Зато Михаил Силантьев твердо знает, куда вертеть, — прослышав об уходе бригадира, наблюдая за его сборами, внутренне повеселел, налился озорством Михаил. Полеживая на лавке, покуривая, игриво думает о том, что после ухода Семенова большие деньги заработает он, всучивая доверчивому Удочкину дрянной лес судостроем.

«Иди, иди!.. — напутствует он в мыслях Григория. — Мы без тебя управимся!» Поэтому и молчит Михаил, ничего не отвечает на призыв механика.

Сердиты на бригадира за сегодняшнее парни-десятиклассники. Им тоже спокойнее будет, если на несколько дней уйдет настырный, въедливый бригадир.

Ничего не отвечает на призыв механика и Дарья Скороход.
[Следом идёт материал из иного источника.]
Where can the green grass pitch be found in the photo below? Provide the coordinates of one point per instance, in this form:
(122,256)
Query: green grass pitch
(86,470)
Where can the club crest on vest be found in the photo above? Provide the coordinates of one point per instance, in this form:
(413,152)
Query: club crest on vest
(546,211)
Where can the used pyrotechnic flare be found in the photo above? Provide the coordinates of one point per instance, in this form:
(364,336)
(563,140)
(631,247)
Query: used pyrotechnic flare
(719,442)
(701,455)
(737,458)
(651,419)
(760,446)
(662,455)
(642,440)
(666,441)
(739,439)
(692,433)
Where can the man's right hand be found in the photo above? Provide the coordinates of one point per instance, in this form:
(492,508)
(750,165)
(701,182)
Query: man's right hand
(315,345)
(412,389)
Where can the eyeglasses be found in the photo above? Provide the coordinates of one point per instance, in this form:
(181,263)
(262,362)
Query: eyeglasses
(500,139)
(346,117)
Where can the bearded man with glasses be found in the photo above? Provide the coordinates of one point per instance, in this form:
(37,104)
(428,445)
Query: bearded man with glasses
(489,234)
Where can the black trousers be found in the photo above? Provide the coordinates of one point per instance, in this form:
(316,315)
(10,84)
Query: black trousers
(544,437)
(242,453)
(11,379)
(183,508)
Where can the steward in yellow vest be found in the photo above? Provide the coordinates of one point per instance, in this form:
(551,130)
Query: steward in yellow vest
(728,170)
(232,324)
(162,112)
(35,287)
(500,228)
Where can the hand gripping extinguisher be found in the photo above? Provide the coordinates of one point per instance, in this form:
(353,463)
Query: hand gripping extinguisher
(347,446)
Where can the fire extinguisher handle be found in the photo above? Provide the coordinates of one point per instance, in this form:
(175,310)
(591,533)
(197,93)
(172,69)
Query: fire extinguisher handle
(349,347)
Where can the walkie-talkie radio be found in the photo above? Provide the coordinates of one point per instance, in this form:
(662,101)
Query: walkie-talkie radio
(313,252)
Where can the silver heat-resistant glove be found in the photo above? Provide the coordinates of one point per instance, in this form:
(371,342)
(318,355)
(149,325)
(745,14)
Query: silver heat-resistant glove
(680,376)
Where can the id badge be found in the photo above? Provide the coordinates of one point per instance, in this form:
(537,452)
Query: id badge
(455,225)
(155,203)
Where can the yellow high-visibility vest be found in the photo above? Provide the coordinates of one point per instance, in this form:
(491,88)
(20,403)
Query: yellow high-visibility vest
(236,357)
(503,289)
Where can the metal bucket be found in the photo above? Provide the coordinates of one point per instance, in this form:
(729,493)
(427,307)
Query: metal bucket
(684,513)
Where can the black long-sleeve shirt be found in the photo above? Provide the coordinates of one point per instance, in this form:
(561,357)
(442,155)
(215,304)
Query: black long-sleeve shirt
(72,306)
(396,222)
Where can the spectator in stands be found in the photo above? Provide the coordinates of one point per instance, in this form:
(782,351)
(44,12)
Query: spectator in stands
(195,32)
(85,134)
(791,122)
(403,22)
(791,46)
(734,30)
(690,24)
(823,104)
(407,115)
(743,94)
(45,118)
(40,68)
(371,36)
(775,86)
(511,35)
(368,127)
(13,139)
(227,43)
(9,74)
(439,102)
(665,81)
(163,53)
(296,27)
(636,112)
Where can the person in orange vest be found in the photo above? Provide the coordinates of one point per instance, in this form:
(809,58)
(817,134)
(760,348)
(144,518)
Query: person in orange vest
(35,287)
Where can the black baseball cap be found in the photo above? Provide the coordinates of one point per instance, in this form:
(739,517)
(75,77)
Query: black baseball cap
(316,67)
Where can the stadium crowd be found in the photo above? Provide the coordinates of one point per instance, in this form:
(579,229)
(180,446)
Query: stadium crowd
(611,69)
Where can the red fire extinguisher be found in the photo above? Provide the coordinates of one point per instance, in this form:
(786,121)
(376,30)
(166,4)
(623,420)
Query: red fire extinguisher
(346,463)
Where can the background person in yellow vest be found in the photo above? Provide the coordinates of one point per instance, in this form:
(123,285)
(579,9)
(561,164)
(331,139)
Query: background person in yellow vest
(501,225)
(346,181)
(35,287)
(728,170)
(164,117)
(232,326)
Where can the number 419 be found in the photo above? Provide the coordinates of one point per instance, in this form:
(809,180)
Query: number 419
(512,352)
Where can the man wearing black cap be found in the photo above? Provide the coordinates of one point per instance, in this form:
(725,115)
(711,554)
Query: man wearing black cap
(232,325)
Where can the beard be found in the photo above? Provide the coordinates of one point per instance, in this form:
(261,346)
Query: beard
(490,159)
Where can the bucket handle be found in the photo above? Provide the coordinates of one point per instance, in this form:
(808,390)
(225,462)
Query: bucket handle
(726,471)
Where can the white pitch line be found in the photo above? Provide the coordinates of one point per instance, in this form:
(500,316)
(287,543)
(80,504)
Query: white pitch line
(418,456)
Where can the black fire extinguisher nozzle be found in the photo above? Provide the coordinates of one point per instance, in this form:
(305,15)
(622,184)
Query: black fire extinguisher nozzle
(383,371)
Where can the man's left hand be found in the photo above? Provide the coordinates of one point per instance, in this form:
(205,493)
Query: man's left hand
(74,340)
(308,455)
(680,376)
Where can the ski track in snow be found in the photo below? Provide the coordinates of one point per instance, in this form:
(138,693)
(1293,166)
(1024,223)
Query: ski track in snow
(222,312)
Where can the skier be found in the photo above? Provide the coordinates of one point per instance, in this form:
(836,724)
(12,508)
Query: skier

Безразлично для нее, кто пойдет: самое лучшее, чтобы все остались в Глухой Мяте, чтобы вернулось спокойствие последних дней. И того и другого — механика и бригадира — молит она стиснутыми руками: «Не ходите в ночь, не надо, голубчики!»

Петр Удочкин решения не принимает тоже. Он даже, наверное, не понимает, что нужно Изюмину, весь перелившись в механика. Он повторяет его жесты, выражение лица, вскидывает бровь, гордо выпрямляет плечи. Петр глубоко равнодушен к тому, кто пойдет за бобиной, — важнее для него то, что он чувствует сам, что переживает при виде картинной позы механика.

— Итак, иду я! — повторяет Семенов.

— Правильно! — одобрительно отзывается Раков.

— Ну, как знаете! — вдруг сердито топает ногой Изюмин и, не сдержавшись, зло, гневно вздергивает верхнюю губу. — Вы не правы! — кричит он на бригадира, на лесозаготовителей и быстро уходит в соседнюю комнату, забыв книгу на столе.